I can think of at least five reasons apart from re-use why it might be
appropriate to pull out code into its own function or method even if it is
used in one place only:

(1) Extensibility. Just earlier today I turned one method into three:

    def select(self):
        response = input(self)
        if response:
            index = self.find(response)
        else:
            index = self.default
        return self.menuitems[index-1]

turned into:

    def choose(self, response):
        if response:
            index = self.find(response)
        else:
            index = self.default
        return self.menuitems[index-1]

    def raw_select(self):
        return input(self)

    def select(self):
        return self.choose(self.raw_select())


I did this so that subclasses could override the behaviour of each component
individually, even though the caller is not expected to call raw_select or
choose directly. (I may even consider making them private.)

(2) Testing. It is very difficult to reach into the middle of a function and
test part of it. It is very difficult to get full test coverage of big
monolithic blocks of code: to ensure you test each path through a big
function, the number of test cases rises exponentially. By splitting it
into functions, you can test each part in isolation, which requires much
less work.

(3) Fault isolation. If you have a 100 line function that fails on line 73,
that failure may have been introduced way back in line 16. By splitting the
function up into smaller functions, you can more easily isolate where the
failure comes from, by checking for violated pre- and post-conditions.

(4) Maintainability. It's just easier to document and reason about a
function that does one thing, than one that tries to do everything.
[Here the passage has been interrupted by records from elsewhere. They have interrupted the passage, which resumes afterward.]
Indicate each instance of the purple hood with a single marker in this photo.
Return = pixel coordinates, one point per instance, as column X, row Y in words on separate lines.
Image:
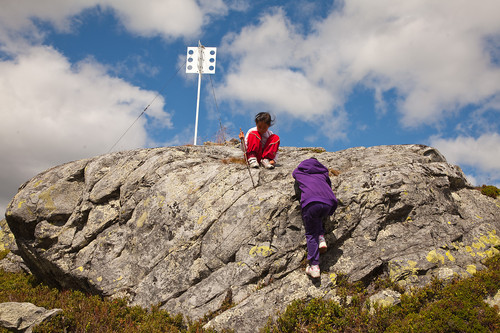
column 314, row 183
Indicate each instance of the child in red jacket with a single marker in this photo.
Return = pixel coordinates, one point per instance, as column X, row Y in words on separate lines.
column 262, row 144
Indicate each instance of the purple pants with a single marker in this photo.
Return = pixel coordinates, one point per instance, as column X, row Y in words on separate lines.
column 313, row 215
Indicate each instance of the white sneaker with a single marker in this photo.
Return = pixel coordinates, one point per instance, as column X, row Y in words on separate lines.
column 267, row 164
column 322, row 244
column 313, row 271
column 252, row 161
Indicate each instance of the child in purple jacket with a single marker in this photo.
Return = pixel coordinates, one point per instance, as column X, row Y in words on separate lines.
column 317, row 201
Which
would you rather work with, individual functions for:

buy_ingredients
clean_kitchen_work_area
wash_vegetables
prepare_ingredients
cook_main_course
fold_serviettes 
make_desert
serve_meal
do_washing_up

etc., or one massive function:

prepare_and_serve_five_course_meal

Even if each function is only called once, maintenance is simpler if the
code is broken up into more easily understood pieces.

(5) Machine efficiency. This can go either way. Code takes up memory too,
and it may be easier for the compiler to work with 1000 small functions
than 1 big function. I've actually seen somebody write a single function so
big that Python couldn't import the module, because it ran out of memory
trying to compile it! (This function was *huge* -- the source code was many
megabytes in size.) I don't remember the details, but refactoring the
source code into smaller functions fixed it.

On the other hand, if you are tight for memory, 1 big function may have less
overhead than 1000 small functions; and these days, with even entry level
PCs often having a GB or more of memory, it is rare to come across a
function so big that the size of code matters. Even a 10,000 line function
is likely to be only a couple of hundred KB in size:

>>> text = '\n'.join('print x+i' for i in range(1, 10001))
>>> code = compile(text, '', 'exec')
>>> sys.getsizeof(code.co_code)  # size in bytes
90028


So that's four really good reasons for splitting code into functions, and
one borderline one, other than code re-use. There may be others.